Mary Coffin, EVP of Wells Fargo Home Mortgage Servicing, Testifies Before the U.S. House of Representatives Financial Services Subcommittee
Washington, D.C. — July 25, 2008
"Chairman Frank, Ranking Member Bachus, and Members of the Financial Services Committee, thank you for the opportunity to share Wells Fargo’s perspective on our loan servicing practices and current market conditions. "I’m Mary Coffin, head of Wells Fargo’s mortgage servicing division. Wells Fargo services one of every 8 mortgage loans in America or $1.5 trillion in loans that either we originated or were originated by others. Our national presence and the makeup of our portfolio provide a vantage point for critical insights that guide our company’s actions as well as the industry initiatives we have advocated. "Clearly, the foreclosure issue has expanded beyond its genesis with subprime ARM resets to the full credit spectrum of customers, particularly in geographies facing the greatest market corrections. Declines in housing prices, rapidly rising costs of living, unemployment, and shifting consumer spending habits are driving the need for continued customized solutions. "Our work has included creating a higher level of cooperation between servicers, Fannie and Freddie, and other investors to produce streamlined processes for distressed consumers through reduced documentation, simplified communication, and fast-track loan modifications. Additionally, we have worked with not-for-profit counselors who help at-risk borrowers manage all of their debts. Working together on a comprehensive view of the borrower’s obligations enables us to reach affordability that is lasting. "Because our company’s vision has long been to help our customers succeed financially and build lifelong relationships, we hold ourselves accountable for working with customers through various methods to reach affordability. Yet, as I am sure you are aware, there are limits to what we can do. As a responsible servicer, we must make sure each customized decision is economically sound for customers and investors such as pension plans and employee 401(k) owners. "Foreclosures are a measure of absolute last resort. They destabilize communities and are devastating for the families involved. Servicers are not incented to foreclose. The lengthy foreclosure process exposes servicers to potential risks associated with unrecoverable advances, fees, and penalties.
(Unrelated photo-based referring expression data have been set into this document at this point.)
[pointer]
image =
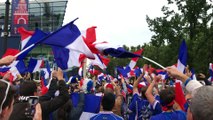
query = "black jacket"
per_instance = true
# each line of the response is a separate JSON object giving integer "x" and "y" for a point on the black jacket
{"x": 75, "y": 112}
{"x": 47, "y": 105}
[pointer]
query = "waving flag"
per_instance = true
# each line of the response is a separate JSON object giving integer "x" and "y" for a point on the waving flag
{"x": 68, "y": 37}
{"x": 31, "y": 43}
{"x": 101, "y": 77}
{"x": 25, "y": 36}
{"x": 134, "y": 60}
{"x": 182, "y": 57}
{"x": 124, "y": 71}
{"x": 17, "y": 68}
{"x": 66, "y": 58}
{"x": 80, "y": 71}
{"x": 100, "y": 61}
{"x": 34, "y": 65}
{"x": 193, "y": 77}
{"x": 91, "y": 107}
{"x": 138, "y": 71}
{"x": 90, "y": 35}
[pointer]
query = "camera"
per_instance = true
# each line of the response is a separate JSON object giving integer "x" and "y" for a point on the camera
{"x": 30, "y": 110}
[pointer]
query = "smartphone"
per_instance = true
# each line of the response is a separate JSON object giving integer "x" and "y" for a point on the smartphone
{"x": 30, "y": 110}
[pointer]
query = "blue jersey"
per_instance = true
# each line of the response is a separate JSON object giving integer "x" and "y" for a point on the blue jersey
{"x": 140, "y": 108}
{"x": 175, "y": 115}
{"x": 106, "y": 116}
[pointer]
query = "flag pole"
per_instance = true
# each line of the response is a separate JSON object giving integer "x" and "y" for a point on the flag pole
{"x": 24, "y": 50}
{"x": 153, "y": 62}
{"x": 84, "y": 67}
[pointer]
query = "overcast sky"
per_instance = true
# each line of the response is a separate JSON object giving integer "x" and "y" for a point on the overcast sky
{"x": 118, "y": 21}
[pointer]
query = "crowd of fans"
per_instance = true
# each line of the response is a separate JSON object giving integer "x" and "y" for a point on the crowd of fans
{"x": 154, "y": 100}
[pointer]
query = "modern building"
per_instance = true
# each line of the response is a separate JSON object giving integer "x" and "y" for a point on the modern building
{"x": 47, "y": 15}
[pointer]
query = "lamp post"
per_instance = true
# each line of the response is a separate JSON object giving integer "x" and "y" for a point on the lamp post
{"x": 6, "y": 20}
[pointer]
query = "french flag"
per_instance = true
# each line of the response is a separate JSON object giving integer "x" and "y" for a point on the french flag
{"x": 134, "y": 60}
{"x": 31, "y": 42}
{"x": 35, "y": 65}
{"x": 67, "y": 58}
{"x": 124, "y": 71}
{"x": 129, "y": 88}
{"x": 68, "y": 37}
{"x": 25, "y": 36}
{"x": 193, "y": 77}
{"x": 101, "y": 77}
{"x": 163, "y": 74}
{"x": 138, "y": 71}
{"x": 182, "y": 57}
{"x": 91, "y": 107}
{"x": 100, "y": 61}
{"x": 80, "y": 70}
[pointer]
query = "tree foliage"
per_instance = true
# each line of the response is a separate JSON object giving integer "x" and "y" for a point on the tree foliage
{"x": 192, "y": 21}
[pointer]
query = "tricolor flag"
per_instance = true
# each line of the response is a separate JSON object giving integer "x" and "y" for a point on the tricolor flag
{"x": 138, "y": 71}
{"x": 134, "y": 60}
{"x": 80, "y": 71}
{"x": 68, "y": 37}
{"x": 35, "y": 65}
{"x": 32, "y": 41}
{"x": 17, "y": 68}
{"x": 193, "y": 77}
{"x": 100, "y": 61}
{"x": 124, "y": 71}
{"x": 182, "y": 57}
{"x": 67, "y": 58}
{"x": 25, "y": 36}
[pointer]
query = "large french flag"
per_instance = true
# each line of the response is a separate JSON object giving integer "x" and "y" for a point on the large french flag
{"x": 67, "y": 58}
{"x": 182, "y": 57}
{"x": 92, "y": 105}
{"x": 17, "y": 68}
{"x": 100, "y": 61}
{"x": 68, "y": 37}
{"x": 35, "y": 65}
{"x": 25, "y": 36}
{"x": 31, "y": 42}
{"x": 134, "y": 60}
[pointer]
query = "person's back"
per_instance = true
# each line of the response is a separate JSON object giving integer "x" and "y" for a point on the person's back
{"x": 167, "y": 97}
{"x": 108, "y": 102}
{"x": 174, "y": 115}
{"x": 106, "y": 116}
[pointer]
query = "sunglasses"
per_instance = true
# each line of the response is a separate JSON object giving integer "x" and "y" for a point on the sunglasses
{"x": 6, "y": 92}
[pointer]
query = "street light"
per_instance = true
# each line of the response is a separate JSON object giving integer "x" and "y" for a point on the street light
{"x": 6, "y": 20}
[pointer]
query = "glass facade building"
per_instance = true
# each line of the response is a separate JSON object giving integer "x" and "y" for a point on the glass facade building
{"x": 47, "y": 15}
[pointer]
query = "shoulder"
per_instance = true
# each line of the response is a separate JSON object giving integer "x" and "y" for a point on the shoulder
{"x": 157, "y": 117}
{"x": 180, "y": 112}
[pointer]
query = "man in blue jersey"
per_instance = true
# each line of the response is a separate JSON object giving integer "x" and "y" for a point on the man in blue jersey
{"x": 139, "y": 107}
{"x": 108, "y": 102}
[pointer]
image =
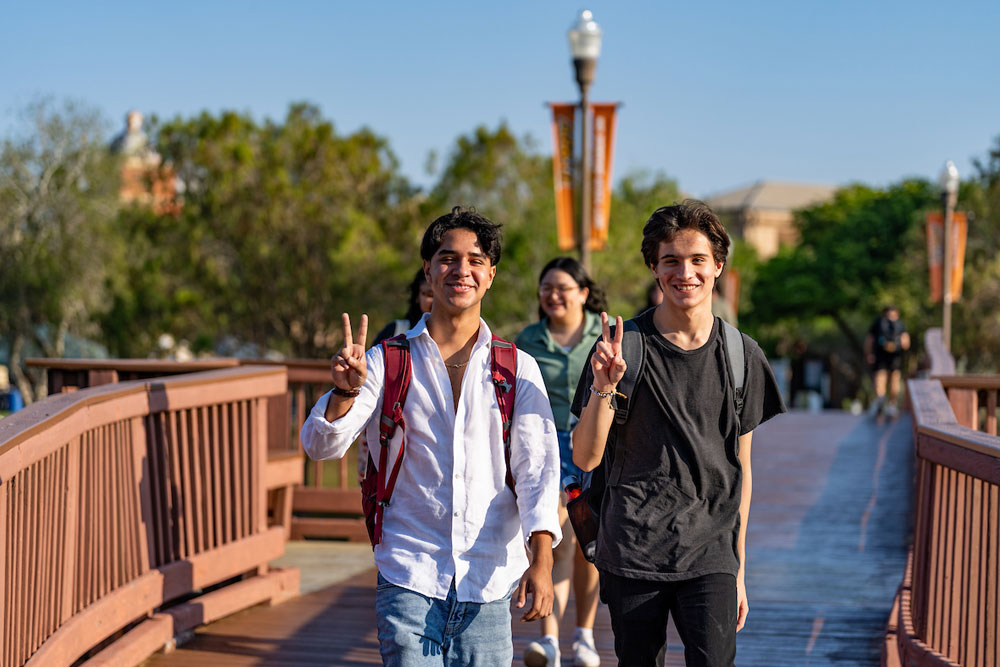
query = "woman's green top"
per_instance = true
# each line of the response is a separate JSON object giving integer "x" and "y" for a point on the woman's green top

"To further avert foreclosures, we have responded to the increased need to effectively help our customers manage their delinquencies by increasing staffing. In 2005, the team dedicated to assisting at-risk borrowers consisted of 200 experts. Today, we have more than 1,000. We monitor our volume of calls daily and shift experienced staff from one department within our company to another. "To ensure our overall effectiveness, we conducted a study of our customers 60 or more days past due, not in bankruptcy or foreclosure. The study showed that we connected with 94 percent of our customers. Of every 10, 7 worked with us to find a solution, 2 declined our help, and the remainder were either unreachable or a solution simply could not be found. And we do have solutions that work – refinances, payment reductions, repayment plans, short sales, and others. Most importantly, 60 percent of these customers improved their delinquency status and averted foreclosure.
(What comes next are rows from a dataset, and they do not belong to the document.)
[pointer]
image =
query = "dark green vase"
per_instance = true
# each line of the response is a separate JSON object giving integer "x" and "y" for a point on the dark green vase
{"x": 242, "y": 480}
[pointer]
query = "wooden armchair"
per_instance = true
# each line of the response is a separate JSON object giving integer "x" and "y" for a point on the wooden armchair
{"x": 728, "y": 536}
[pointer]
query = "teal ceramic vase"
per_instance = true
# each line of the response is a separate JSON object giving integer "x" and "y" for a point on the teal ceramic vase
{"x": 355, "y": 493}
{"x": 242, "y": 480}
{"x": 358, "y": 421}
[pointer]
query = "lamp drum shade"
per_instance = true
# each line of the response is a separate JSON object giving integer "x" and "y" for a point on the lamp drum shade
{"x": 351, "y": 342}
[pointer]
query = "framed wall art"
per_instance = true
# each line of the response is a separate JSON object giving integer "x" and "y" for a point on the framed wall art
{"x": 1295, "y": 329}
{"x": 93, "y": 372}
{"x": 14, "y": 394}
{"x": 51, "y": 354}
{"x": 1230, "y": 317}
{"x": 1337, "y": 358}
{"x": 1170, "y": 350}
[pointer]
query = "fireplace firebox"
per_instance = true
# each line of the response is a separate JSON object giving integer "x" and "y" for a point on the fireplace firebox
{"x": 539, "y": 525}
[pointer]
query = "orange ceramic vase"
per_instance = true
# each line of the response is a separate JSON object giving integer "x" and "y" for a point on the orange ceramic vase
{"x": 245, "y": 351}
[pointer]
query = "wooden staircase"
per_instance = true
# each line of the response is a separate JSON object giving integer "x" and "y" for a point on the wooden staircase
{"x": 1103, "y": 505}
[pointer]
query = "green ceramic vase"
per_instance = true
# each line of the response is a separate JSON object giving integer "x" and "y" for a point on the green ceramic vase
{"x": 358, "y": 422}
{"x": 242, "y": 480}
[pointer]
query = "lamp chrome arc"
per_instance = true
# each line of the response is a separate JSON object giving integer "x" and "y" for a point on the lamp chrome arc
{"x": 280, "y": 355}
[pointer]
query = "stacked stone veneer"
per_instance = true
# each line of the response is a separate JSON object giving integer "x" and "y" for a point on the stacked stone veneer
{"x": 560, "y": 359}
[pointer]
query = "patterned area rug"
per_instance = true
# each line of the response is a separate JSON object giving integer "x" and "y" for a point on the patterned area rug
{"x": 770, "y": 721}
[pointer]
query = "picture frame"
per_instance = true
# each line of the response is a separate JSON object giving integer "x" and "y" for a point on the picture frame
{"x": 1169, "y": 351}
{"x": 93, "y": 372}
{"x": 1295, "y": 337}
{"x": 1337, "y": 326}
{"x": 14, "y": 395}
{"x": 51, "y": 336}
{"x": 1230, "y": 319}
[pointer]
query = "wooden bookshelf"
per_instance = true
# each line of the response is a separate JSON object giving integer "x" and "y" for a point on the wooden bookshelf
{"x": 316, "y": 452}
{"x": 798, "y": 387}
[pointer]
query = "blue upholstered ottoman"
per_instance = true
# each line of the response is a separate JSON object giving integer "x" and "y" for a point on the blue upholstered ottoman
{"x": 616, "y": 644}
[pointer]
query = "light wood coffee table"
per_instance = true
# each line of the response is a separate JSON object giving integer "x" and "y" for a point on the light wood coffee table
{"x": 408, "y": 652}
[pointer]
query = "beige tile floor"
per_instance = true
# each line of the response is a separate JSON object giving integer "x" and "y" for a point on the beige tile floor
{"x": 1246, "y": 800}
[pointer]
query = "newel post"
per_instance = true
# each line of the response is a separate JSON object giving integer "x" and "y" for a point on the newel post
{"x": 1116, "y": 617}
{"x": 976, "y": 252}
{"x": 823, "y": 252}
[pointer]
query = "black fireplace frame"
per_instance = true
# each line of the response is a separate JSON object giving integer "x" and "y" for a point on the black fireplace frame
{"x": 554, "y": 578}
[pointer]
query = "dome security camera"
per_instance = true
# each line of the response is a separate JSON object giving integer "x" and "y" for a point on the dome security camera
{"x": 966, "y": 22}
"Mr. Chairman and members of the Committee, we want to thank you for your help in encouraging constituents to contact their servicers. Your efforts have played a critical role in our ability to assist more consumers in trouble. "In addition, your leadership has resulted in the Housing and Economic Recovery Act of 2008. This crucial legislation will help return stability to the mortgage markets. This measure, coupled with the Federal Reserve’s new HOEPA rule, will ensure the continued availability of responsible, traditional mortgage products across the credit spectrum. "Since we cannot arbitrarily erase a debt for consumers that they simply cannot afford, we also ask for your continued work in developing policies that ensure the growth of responsible homeownership versus speculative housing investments. "In closing, Wells Fargo is firmly committed to continuing to lead the industry in advocating and conducting fair and responsible lending and servicing. "Mr. Chairman, thank you again, and I would be pleased to answer questions." Wells Fargo Home Mortgage is part of Wells Fargo Bank, N.A. and Wells Fargo & Company, a diversified financial services company with $609 billion in assets. Wells Fargo Bank, N.A. is the only bank in the U.S., and one of only two banks worldwide, to have the highest credit rating from both Moody's Investors Service, "Aaa," and Standard & Poor's Ratings Services, "AAA."